Integrating Gemini 3: Adapting to the large context window and multimodal capabilities of Gemini 3 required new data pipelines and careful prompt engineering.
Real-Time Streaming: Ensuring smooth, real-time updates between backend analysis and frontend visualization pushed us to optimize our WebSocket and REST communication.
User Experience: Balancing advanced features with a simple, intuitive UI was an ongoing design challenge.
YouTube Integration: Processing YouTube videos was possible, but overlays were restricted. We solved this by adding a custom video player layer.

Accomplishments that we're proud of

End-to-end multimodal analysis and semantic graph generation
Real-time overlays and interactive features
Node-based workbench for custom analysis pipelines
Scalable, Google Cloud-based architecture
Modular, extensible design ready for AR/VR integration

What we learned

Multimodal AI: Leveraging Gemini 3 for deep multimodal analysis—combining video, audio, and text to extract rich, structured data.
Knowledge Graphs: Building semantic knowledge graphs from unstructured video content for entity extraction and relationship mapping.
User Experience: Designing a node-based, drag-and-drop interface (React Flow) for intuitive, visual programming.
Real-Time Processing: Optimizing backend/frontend communication for overlays and analysis pipelines.
Cloud Storage: Using Google Cloud Bucket for efficient video storage and retrieval.
Multimodal Agents: Integrating multiple AI agents for best-in-class results.
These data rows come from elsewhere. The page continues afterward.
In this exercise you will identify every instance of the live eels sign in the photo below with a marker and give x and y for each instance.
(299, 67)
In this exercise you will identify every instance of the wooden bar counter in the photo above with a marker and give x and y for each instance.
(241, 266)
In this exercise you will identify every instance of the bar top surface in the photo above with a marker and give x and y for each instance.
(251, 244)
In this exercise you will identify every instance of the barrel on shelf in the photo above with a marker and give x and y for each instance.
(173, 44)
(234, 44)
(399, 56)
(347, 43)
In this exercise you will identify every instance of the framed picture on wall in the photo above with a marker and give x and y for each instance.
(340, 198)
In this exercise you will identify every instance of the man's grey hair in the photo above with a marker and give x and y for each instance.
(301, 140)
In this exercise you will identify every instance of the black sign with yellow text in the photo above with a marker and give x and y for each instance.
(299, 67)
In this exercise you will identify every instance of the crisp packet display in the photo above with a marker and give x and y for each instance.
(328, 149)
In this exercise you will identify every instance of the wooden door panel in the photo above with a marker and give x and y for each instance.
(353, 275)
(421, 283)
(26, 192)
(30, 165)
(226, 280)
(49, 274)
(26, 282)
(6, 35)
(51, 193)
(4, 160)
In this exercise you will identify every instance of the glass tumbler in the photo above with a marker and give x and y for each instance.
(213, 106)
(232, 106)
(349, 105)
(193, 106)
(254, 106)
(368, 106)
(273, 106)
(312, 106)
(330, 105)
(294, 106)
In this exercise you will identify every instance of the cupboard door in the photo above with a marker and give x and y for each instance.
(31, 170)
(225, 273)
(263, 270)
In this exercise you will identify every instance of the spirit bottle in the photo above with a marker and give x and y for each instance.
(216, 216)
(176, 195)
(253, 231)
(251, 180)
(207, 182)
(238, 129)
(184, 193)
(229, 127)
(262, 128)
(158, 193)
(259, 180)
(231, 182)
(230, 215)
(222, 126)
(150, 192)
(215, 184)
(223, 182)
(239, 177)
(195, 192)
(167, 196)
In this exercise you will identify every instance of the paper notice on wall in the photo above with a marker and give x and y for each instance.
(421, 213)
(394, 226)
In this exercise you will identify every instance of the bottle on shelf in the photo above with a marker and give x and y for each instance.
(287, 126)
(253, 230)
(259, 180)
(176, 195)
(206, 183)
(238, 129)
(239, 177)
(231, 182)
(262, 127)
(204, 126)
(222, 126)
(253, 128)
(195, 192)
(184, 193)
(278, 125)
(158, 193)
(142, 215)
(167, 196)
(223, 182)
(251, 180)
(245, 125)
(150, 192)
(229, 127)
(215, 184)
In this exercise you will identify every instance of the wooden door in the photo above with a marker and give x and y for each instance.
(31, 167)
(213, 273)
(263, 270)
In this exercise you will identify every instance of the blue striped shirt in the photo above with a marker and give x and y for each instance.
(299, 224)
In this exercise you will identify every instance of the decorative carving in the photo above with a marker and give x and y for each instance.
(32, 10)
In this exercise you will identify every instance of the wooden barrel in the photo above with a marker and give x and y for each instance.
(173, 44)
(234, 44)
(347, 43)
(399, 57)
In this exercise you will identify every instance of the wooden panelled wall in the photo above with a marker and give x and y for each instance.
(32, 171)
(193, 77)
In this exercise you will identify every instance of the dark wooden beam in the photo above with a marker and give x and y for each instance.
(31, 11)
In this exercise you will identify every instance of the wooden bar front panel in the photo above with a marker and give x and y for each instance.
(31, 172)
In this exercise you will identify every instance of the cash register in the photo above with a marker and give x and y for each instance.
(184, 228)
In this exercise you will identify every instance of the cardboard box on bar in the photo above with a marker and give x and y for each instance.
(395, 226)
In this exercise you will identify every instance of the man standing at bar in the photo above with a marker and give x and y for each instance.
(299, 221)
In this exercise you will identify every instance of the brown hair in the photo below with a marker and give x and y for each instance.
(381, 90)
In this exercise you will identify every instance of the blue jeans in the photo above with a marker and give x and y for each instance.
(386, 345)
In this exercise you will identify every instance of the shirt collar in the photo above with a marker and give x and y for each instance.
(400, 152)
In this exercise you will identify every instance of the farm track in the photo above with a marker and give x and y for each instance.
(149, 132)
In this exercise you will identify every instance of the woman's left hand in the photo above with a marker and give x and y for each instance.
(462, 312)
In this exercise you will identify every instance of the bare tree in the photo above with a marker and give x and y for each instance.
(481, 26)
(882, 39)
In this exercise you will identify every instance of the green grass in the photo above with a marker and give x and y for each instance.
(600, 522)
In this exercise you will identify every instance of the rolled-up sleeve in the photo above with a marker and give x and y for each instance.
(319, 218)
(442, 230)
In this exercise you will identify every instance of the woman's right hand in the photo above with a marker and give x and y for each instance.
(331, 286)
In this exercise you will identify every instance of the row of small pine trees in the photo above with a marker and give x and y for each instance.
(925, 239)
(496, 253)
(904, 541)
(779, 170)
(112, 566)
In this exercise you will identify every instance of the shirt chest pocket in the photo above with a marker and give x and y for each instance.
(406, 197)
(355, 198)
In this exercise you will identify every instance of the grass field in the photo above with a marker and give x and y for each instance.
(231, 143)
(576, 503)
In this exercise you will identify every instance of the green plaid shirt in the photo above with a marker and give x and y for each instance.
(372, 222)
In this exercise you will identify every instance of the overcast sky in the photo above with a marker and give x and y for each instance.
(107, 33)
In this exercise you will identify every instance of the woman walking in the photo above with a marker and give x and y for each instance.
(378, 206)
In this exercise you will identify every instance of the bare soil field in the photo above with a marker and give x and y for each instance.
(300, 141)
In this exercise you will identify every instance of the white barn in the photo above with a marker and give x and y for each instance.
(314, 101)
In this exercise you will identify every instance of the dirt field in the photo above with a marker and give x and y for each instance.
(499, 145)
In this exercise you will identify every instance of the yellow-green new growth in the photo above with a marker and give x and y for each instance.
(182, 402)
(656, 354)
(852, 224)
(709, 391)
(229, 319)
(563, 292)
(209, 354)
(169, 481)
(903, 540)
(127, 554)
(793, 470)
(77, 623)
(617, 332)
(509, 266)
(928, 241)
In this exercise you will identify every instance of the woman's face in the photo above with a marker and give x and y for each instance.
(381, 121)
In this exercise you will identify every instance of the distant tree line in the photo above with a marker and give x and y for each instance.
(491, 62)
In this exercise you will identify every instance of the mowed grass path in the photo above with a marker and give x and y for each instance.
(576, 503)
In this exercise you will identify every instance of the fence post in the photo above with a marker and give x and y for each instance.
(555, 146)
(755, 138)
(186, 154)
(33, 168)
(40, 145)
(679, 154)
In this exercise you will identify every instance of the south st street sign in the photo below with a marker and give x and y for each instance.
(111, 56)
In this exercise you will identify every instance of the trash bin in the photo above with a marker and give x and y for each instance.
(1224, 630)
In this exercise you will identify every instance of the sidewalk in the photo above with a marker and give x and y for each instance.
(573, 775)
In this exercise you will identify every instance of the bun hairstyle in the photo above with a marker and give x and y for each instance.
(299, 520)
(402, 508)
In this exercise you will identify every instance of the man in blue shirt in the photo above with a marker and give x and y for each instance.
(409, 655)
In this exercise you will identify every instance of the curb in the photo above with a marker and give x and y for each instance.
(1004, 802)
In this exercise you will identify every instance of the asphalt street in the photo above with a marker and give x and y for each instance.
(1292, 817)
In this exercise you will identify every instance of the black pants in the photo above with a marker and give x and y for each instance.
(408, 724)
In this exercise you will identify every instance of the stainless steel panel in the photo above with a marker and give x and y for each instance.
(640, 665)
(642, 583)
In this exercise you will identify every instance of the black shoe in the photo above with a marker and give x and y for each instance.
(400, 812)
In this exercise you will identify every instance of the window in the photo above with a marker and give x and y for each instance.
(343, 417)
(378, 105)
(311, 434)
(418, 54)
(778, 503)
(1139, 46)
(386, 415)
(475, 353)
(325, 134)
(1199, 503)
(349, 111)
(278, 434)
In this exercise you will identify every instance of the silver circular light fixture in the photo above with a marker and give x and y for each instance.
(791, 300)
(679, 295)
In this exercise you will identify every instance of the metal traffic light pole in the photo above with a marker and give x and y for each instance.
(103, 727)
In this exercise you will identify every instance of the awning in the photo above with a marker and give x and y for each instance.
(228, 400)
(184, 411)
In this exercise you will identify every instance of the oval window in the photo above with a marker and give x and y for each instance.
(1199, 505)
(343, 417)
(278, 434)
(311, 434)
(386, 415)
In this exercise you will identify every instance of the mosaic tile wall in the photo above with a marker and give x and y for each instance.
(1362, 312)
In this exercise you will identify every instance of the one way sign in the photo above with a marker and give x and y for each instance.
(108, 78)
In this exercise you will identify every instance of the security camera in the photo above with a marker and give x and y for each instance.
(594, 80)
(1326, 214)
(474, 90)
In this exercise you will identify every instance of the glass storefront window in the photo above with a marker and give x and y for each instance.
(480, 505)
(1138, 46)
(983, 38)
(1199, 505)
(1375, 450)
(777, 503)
What's next for Visual Intelligence OS

Bridge static video and interactive simulation: Use Genie 3 and similar models to transform any video into a living, explorable world.
Gamification and decision-making: Let users make choices, explore alternate realities, and experience “what if” scenarios inside any video.
AR/VR integration: Step into videos, interact with characters and objects, and experience immersive learning, storytelling, and creativity.
World simulation: Enable agents and users to reason, problem-solve, and act in photorealistic, consistent environments generated from video content.
Pushing new frontiers: From education to entertainment, the potential to convert passive media into interactive, gamified, and explorable worlds is within reach.

Visual Intelligence OS is more than a tool—it’s a new way to see the world through the lens of AI.